Sunday, January 27, 2008

GIRL, 13, BURNT TO DEALTH ... (MIRROR PAGE 30)

Story: Samuel Duodu, Techiman

Tarko, a suburb of the Techiman municipality in the Brong-Ahafo Region, was thrown into a state of mourning and despair when a 13-year-old Primary Three pupil of the Techiman Zongo Local Authority Primary School was burnt to death last Thursday evening when a fuel tanker that had fallen into a ditch exploded and busted into flames.
The tanker went into the ditch after being hit at the rear by a tipper truck loaded with sand.

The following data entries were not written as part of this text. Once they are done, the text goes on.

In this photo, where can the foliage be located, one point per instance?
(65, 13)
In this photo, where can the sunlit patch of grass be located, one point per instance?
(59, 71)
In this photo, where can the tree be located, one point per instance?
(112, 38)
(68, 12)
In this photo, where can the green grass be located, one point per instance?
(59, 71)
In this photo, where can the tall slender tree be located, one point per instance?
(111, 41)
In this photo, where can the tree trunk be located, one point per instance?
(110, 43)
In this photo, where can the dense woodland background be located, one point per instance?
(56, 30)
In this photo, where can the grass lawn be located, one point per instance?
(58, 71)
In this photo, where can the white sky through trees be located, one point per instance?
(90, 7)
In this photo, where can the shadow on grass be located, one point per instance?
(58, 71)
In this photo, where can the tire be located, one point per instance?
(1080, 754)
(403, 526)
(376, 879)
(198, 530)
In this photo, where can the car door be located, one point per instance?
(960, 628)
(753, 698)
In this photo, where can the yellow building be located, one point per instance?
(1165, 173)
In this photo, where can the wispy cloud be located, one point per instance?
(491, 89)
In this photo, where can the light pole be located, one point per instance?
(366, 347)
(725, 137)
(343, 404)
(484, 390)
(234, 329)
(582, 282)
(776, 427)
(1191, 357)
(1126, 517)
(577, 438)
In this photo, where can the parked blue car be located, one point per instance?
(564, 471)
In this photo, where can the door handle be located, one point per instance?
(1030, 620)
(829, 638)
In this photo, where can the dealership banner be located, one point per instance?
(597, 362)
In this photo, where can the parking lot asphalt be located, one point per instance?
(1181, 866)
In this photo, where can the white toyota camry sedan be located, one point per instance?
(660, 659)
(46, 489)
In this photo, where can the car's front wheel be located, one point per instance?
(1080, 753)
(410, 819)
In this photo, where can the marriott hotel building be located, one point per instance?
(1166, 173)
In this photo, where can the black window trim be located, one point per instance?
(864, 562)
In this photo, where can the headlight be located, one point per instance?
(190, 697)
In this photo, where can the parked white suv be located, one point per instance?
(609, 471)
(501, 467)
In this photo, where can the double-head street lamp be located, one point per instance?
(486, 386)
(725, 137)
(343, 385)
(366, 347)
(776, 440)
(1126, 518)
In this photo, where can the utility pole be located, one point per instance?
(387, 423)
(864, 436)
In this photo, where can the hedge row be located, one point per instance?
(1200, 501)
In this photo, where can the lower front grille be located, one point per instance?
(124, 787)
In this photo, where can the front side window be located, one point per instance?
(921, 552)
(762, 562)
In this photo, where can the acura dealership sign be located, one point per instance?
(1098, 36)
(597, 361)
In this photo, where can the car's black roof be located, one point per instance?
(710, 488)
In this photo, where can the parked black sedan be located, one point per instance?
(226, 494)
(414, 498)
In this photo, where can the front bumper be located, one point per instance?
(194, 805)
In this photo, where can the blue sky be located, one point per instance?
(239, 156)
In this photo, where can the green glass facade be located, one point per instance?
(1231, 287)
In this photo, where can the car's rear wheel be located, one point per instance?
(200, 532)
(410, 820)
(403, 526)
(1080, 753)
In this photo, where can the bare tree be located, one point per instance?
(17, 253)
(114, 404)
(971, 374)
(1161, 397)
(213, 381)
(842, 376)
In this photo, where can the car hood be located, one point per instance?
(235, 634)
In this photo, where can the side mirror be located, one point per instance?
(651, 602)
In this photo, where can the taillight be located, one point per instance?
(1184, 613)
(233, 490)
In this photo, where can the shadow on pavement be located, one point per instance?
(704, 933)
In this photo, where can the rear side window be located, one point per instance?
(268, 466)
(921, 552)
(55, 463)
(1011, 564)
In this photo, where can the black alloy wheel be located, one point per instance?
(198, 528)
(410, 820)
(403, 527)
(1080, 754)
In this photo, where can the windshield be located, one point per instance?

At the time of the explosion the victim and others were drawing petrol from the tanker.
The Primary Three pupil, whose name was only given as Akeem, was said to have closed from school and, in the company of other children, he went to the scene of the accident at Tarko to draw some of the fuel that was dripping out of the tanker.
According to eyewitnesses, nine other people, including three children, namely, Johnson Amponsah, 12, a Primary Four pupil; Enoch Owusu Gyamfi, 14, of the Ahmadiyya Junior High School, and Fred Obideaba of the Seventh-Day Adventist School, also sustained severe burns.
The children, including the four adults who sustained injuries, are currently on admission at the Techiman Holy Family Hospital.
The tanker driver, Godwin Obeng, who sustained a minor injury, said the tanker was loaded with petrol from Tema to Tamale and it was hit at the back by the tipper truck when it attempted to overtake the tanker at Tarko.
The accident attracted many people to the scene, including children, some of whom began to draw the fuel when a towing truck was called in to remove the tanker from the ditch.
In the process of towing the tanker from the ditch, it fell back into the ditch and burst into flames which resulted in Akeem’s death and injury to the nine people who were said to be part of the people who were drawing the fuel from the tanker.
Fire men from the Techiman Fire Service Station who had been called to the scene took an hour to put out the flames, by which time the tanker had been burnt beyond recognition.